Yep, Philip Jose Farmer would turn 100 today. He got pretty damned close to making it while still above ground. Diehard pulp fans are made of stern stuff, it would seem, and Farmer was nothing if not a diehard fan of the pulps.
That love of the pulps, among several reasons, is why the gentle readers of the DMR blog should care about the PJF centennial. Farmer was born in 1918, just as the Golden Age of Pulp was getting rolling. He entered his teens as Howard, Smith and Lovecraft (and Quinn) cemented their hegemony over Weird Tales. Meanwhile, Burroughs and Merritt ruled the roost at Argosy at the same time that the Shadow and Doc Savage got their own pulps. I could go on, but you get the picture. Too bad about that whole Depression thing.
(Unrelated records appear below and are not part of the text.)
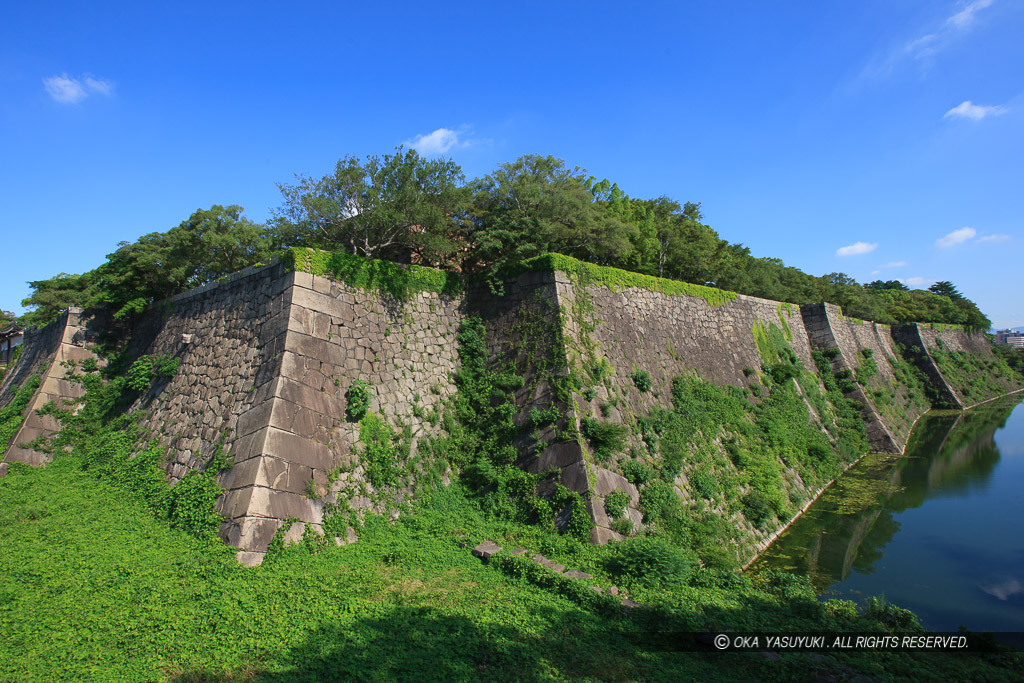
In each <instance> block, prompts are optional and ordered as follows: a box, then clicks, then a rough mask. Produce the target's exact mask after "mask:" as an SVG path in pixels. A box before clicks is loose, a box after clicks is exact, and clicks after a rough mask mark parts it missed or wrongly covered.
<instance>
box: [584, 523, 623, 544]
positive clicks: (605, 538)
mask: <svg viewBox="0 0 1024 683" xmlns="http://www.w3.org/2000/svg"><path fill="white" fill-rule="evenodd" d="M622 540H623V537H622V536H621V535H618V533H615V532H614V531H612V530H611V529H610V528H604V527H603V526H595V527H594V528H592V529H590V542H591V543H593V544H594V545H595V546H603V545H605V544H606V543H610V542H611V541H622Z"/></svg>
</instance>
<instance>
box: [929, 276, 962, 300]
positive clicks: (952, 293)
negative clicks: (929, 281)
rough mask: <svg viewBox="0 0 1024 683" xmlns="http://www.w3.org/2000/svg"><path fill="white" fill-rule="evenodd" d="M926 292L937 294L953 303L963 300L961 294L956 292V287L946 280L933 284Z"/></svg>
mask: <svg viewBox="0 0 1024 683" xmlns="http://www.w3.org/2000/svg"><path fill="white" fill-rule="evenodd" d="M928 291H929V292H932V293H933V294H938V295H939V296H944V297H948V298H950V299H952V300H953V301H956V300H958V299H963V298H964V295H963V294H961V293H959V292H958V291H957V290H956V287H955V286H954V285H953V284H952V283H951V282H949V281H948V280H943V281H940V282H937V283H935V284H934V285H932V286H931V287H929V288H928Z"/></svg>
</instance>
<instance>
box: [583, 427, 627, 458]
mask: <svg viewBox="0 0 1024 683" xmlns="http://www.w3.org/2000/svg"><path fill="white" fill-rule="evenodd" d="M580 426H581V428H582V429H583V433H584V436H586V437H587V438H588V439H590V442H591V445H592V446H593V447H594V456H595V457H596V458H597V459H598V460H599V461H605V460H608V459H609V458H611V456H613V455H614V454H616V453H618V452H621V451H622V450H623V449H624V447H626V434H627V433H628V431H629V429H628V428H627V427H626V425H620V424H615V423H614V422H598V421H597V420H595V419H594V418H584V419H582V420H581V421H580Z"/></svg>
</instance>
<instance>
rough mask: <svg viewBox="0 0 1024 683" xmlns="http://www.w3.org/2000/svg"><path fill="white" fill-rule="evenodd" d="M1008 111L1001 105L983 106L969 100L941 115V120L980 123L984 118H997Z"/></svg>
mask: <svg viewBox="0 0 1024 683" xmlns="http://www.w3.org/2000/svg"><path fill="white" fill-rule="evenodd" d="M1009 111H1010V110H1009V109H1008V108H1007V106H1004V105H1001V104H998V105H993V106H986V105H984V104H974V103H972V102H971V100H970V99H965V100H964V101H963V102H961V103H959V104H957V105H956V106H954V108H952V109H951V110H949V111H948V112H946V113H945V114H943V115H942V118H943V119H948V118H950V117H952V118H954V119H972V120H974V121H981V120H982V119H984V118H985V117H986V116H999V115H1000V114H1006V113H1007V112H1009Z"/></svg>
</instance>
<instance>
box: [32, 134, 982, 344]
mask: <svg viewBox="0 0 1024 683" xmlns="http://www.w3.org/2000/svg"><path fill="white" fill-rule="evenodd" d="M279 186H280V188H281V193H282V195H283V197H284V202H283V203H282V205H281V206H280V207H279V208H276V209H274V210H273V211H272V218H271V219H270V220H269V221H267V223H265V224H260V223H255V222H253V221H251V220H249V219H248V218H246V217H245V216H244V215H243V208H242V207H239V206H226V207H223V206H219V205H215V206H213V207H211V208H210V209H205V210H198V211H196V212H195V213H194V214H193V215H191V216H189V217H188V218H187V219H186V220H184V221H182V222H181V224H180V225H178V226H176V227H172V228H171V229H169V230H167V231H166V232H151V233H148V234H145V236H143V237H141V238H139V239H138V241H136V242H135V243H132V244H129V243H126V242H123V243H121V244H120V245H119V248H118V250H117V251H115V252H114V253H113V254H110V255H109V256H108V257H106V262H105V263H103V264H102V265H100V266H99V267H97V268H95V269H94V270H90V271H88V272H85V273H83V274H80V275H69V274H66V273H61V274H59V275H56V276H54V278H50V279H49V280H41V281H37V282H32V283H29V284H30V285H31V286H32V289H33V294H32V296H30V297H29V298H27V299H25V301H23V302H22V303H23V305H25V306H27V307H29V308H31V309H32V310H31V311H30V312H28V313H26V314H25V315H24V316H23V318H22V323H23V324H25V325H32V324H35V325H44V324H46V323H48V322H50V321H51V319H53V318H54V317H56V315H57V314H58V313H59V311H60V310H62V309H65V308H67V307H68V306H71V305H74V306H82V307H85V308H91V307H99V306H102V307H106V308H110V309H112V310H113V311H115V315H116V316H117V317H119V318H123V317H125V316H128V315H130V314H131V313H133V312H138V311H141V310H143V309H144V308H145V307H146V306H147V305H150V304H151V303H153V302H155V301H160V300H162V299H165V298H167V297H169V296H172V295H174V294H177V293H179V292H182V291H186V290H188V289H191V288H194V287H198V286H200V285H203V284H205V283H208V282H211V281H214V280H216V279H218V278H220V276H223V275H225V274H228V273H231V272H234V271H237V270H240V269H242V268H244V267H246V266H249V265H253V264H255V263H260V262H263V261H265V260H266V259H268V258H270V257H271V256H273V255H275V254H279V253H281V252H283V251H284V250H286V249H288V248H291V247H316V248H321V249H327V250H332V251H341V250H344V251H346V252H349V253H352V254H356V255H359V256H366V257H370V258H382V259H389V260H393V261H398V262H413V263H422V264H425V265H433V266H437V267H441V268H447V269H453V270H458V271H459V272H462V273H465V274H467V275H477V276H482V278H487V279H488V280H490V282H493V283H498V282H499V280H500V276H501V273H502V272H503V271H506V269H507V268H509V267H514V266H515V265H516V264H517V263H518V262H520V261H522V260H523V259H526V258H530V257H534V256H539V255H542V254H545V253H549V252H555V253H561V254H566V255H568V256H572V257H575V258H578V259H581V260H584V261H589V262H592V263H597V264H600V265H609V266H614V267H618V268H623V269H626V270H632V271H635V272H641V273H646V274H650V275H657V276H660V278H670V279H675V280H680V281H684V282H688V283H695V284H699V285H709V286H712V287H718V288H720V289H724V290H729V291H733V292H738V293H740V294H748V295H752V296H758V297H764V298H767V299H775V300H778V301H788V302H791V303H795V304H805V303H814V302H820V301H829V302H831V303H836V304H839V305H840V306H842V307H843V310H844V312H845V313H846V314H847V315H852V316H855V317H860V318H863V319H871V321H877V322H879V323H889V324H893V323H901V322H921V323H943V324H954V325H963V326H966V327H967V328H969V329H975V330H987V329H988V328H989V327H991V324H990V322H989V319H988V318H987V317H986V316H985V315H984V314H983V313H982V312H981V311H980V310H979V309H978V306H977V305H976V304H975V303H974V302H972V301H970V300H969V299H967V298H965V297H963V296H962V295H961V294H959V292H957V290H956V288H955V287H954V286H953V285H952V283H949V282H940V283H936V284H935V285H933V286H932V287H931V288H929V291H925V290H908V289H907V288H906V287H904V286H903V285H902V284H901V283H899V282H898V281H889V282H882V281H876V282H873V283H869V284H867V285H860V284H858V283H857V282H856V281H855V280H854V279H853V278H850V276H849V275H847V274H845V273H842V272H831V273H828V274H825V275H821V276H817V278H816V276H814V275H810V274H808V273H806V272H803V271H801V270H799V269H797V268H794V267H791V266H786V265H785V264H783V263H782V261H781V260H780V259H777V258H757V257H755V256H752V255H751V251H750V249H749V248H746V247H744V246H742V245H740V244H730V243H729V242H727V241H725V240H722V239H721V238H719V236H718V232H716V231H715V230H714V229H713V228H712V227H711V226H710V225H708V224H706V223H705V222H702V221H703V216H702V214H701V213H700V204H699V203H696V204H694V203H691V202H687V203H685V204H680V203H679V202H677V201H676V200H673V199H670V198H668V197H659V198H656V199H634V198H631V197H629V196H627V195H626V194H625V193H623V191H622V189H620V188H618V186H617V185H616V184H614V183H612V182H609V181H608V180H600V181H598V180H596V179H595V178H594V177H592V176H590V175H588V174H587V172H586V171H585V170H584V169H581V168H579V167H577V168H569V167H567V166H566V165H565V163H564V162H563V161H562V160H560V159H555V158H553V157H542V156H536V155H530V156H525V157H521V158H519V159H517V160H516V161H514V162H512V163H509V164H502V165H500V166H499V167H498V168H497V169H496V170H495V171H494V172H493V173H489V174H488V175H485V176H483V177H482V178H476V179H474V180H471V181H468V182H467V181H466V179H465V176H464V175H463V172H462V169H461V168H460V167H459V166H458V165H457V164H456V163H455V162H453V161H451V160H444V159H436V160H434V159H426V158H423V157H421V156H419V155H418V154H417V153H416V152H415V151H403V150H402V148H401V147H399V148H397V150H396V151H395V154H393V155H384V156H383V157H377V156H374V157H368V158H367V159H366V161H361V160H359V159H357V158H355V157H351V156H350V157H346V158H344V159H342V160H341V161H339V162H338V164H337V166H336V167H335V169H334V172H332V173H329V174H328V175H325V176H324V177H323V178H314V177H307V176H297V177H296V182H295V183H294V184H288V183H282V184H280V185H279Z"/></svg>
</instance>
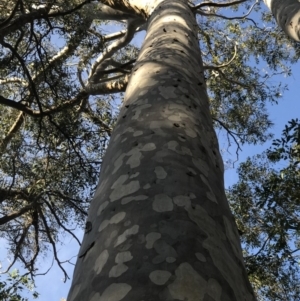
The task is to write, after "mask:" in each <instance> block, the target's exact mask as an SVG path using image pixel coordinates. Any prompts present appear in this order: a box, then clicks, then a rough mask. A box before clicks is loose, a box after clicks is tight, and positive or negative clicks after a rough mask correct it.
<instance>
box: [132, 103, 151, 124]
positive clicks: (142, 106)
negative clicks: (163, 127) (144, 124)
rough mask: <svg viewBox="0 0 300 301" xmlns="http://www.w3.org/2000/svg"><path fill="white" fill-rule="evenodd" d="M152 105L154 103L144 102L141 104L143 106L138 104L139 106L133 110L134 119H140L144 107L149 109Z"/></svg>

Farmer absolutely adored the pulps and started his career writing for several. When the market collapsed, he kept on chugging, eventually winning three Hugos when that actually meant something. Meanwhile, he was one of the few prestigious authors of the '60s and '70s to openly praise and promote the pulps. Not just the big names like Tarzan or Doc Savage, but lots of obscure ones. That grew into his whole "Wold Newton" concept, a sort of Cthulhu Mythos for pulp heroes. That is being carried on by his protegees and fans as we speak, doing much to keep the legacy of the pulps out there for modern readers.
Finally, there is Farmer as a writer. His literary descent from ERB is obvious, but PJF was his own man. He definitely was blessed with a rich imagination and a good feel for characterization and action scenes. I've enjoyed most of his work, but I have to say that his Opar/Khokharsa novels are my favorites. I'll be looking at his oeuvre and Wold Newton in the next few months.
Others will be celebrating the PJF centennial as well. Pulpfest is making it a central theme and Meteor House is publishing a massive volume of Farmer's works to commemorate it.